Opponents of Public Act 4 will seek once again in the courts to challenge the re-appointment of the existing Emergency Managers under Public Act 72. Moreover, Public Act 4 includes language indicating that the previous law was repealed.
Emergency Management and the Capitalist Crisis of the Cities
These laws giving state governments emergency powers are the banks and
corporations response to the economic crisis of the capitalist system that has evolved over the last five years. Detroit is said by the bank-driven Financial Review Team appointed by Gov. Rick Snyder to owe between $16-20 billion in long term debt.
In 2010 alone, the City of Detroit was forced to pay $590 million in debt service to the banks. City services are already in an abysmal state with an antiquated public transportation system, serious problems with lack of public lighting and imposed pay and benefit cuts to municipal and educational employees.
The imposition of the FSA in Detroit are making thing even worse. Recent actions by the Mayor and City Council will result in the elimination of City departments, the scaling down of the workforce by over 2,500 civil servants and the implementation of the City Employment Terms (CET) that in effect threw out the tentative contract agreements between the unions and the administration.
Atty.
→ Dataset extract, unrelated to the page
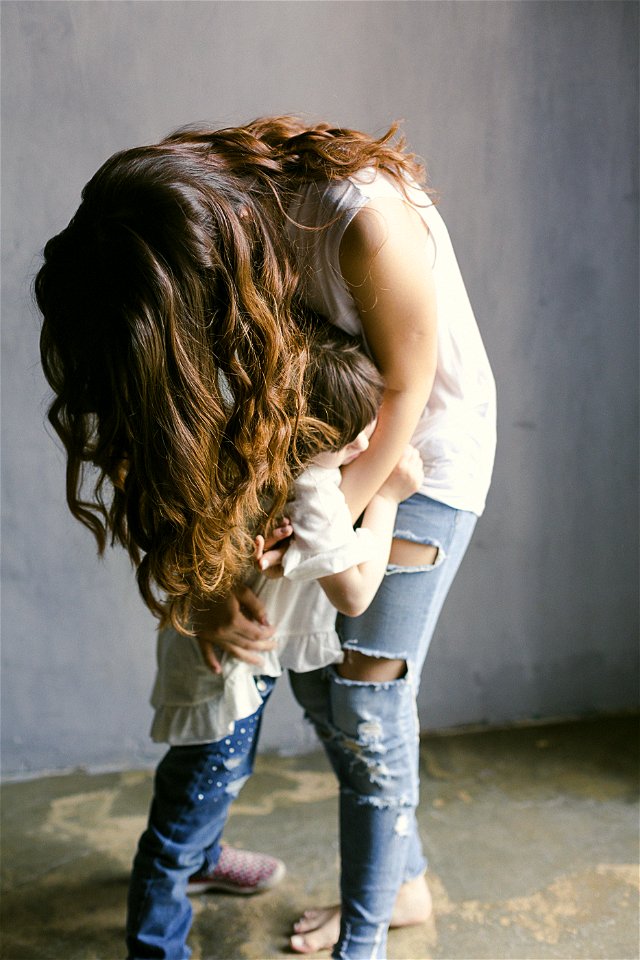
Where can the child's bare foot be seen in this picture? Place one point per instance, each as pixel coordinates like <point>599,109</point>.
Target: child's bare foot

Jerome Goldberg, an organizer with the Moratorium NOW! Coalition to Stop Foreclosures, Evictions and Utility Shut-offs, said that the CET imposed on workers in the city may not stand in light of the Supreme Court ruling. With Public Act 4 suspended, Goldberg says that “the section which removes a City from the duty to bargain under the Public Employees Relation Act (PERA) after a consent agreement is entered cannot continue to stand.”
Goldberg continued noting that “Since the Emergency Manager Act is no longer in effect the City now is subject to PERA and must bargain with its unions. It will be interesting to see what the unions do now.”
Nonetheless, Mayor Bing and other proponents of the FSA imposed in Detroit say that the agreement signed on April 4 is a contract between the City and the State. Bing indicates that nothing will change with the ongoing austerity plans being enacted against the City and its residents.
Moratorium Needed on Debt Service
The Moratorium NOW! Coalition, which participated on a principled basis in the petition drive and other actions related to the repeal of Public Act 4, has also called for the suspension of debt-service payments to the banks. It is the banks that are strangling the city through the past and current usage of predatory lending utilizing credit default swaps (CDS) transactions subjected to high interest rates on artificially devalued municipal bonds.
Since 2008 the Moratorium NOW! Coalition has pushed for the declaration of a halt to foreclosures and evictions as well as utility shut-offs based on the ongoing and worsening economic crisis. The organization believes that the current program for financial stability is only designed to ensure that the banks get paid what they say is owed by the people of Detroit and other municipalities around the state under emergency management and consent agreements.
Moratorium NOW! Coalition activists have organized demonstrations to this effect against U.S. Bank and other institutions that are some of the largest holders of municipal debt. JPMorgan Chase and Bank of America are the top two beneficiaries of the municipal debt crisis through the collections of enormous amounts of public dollars which could go toward the restoration of municipal and educational services.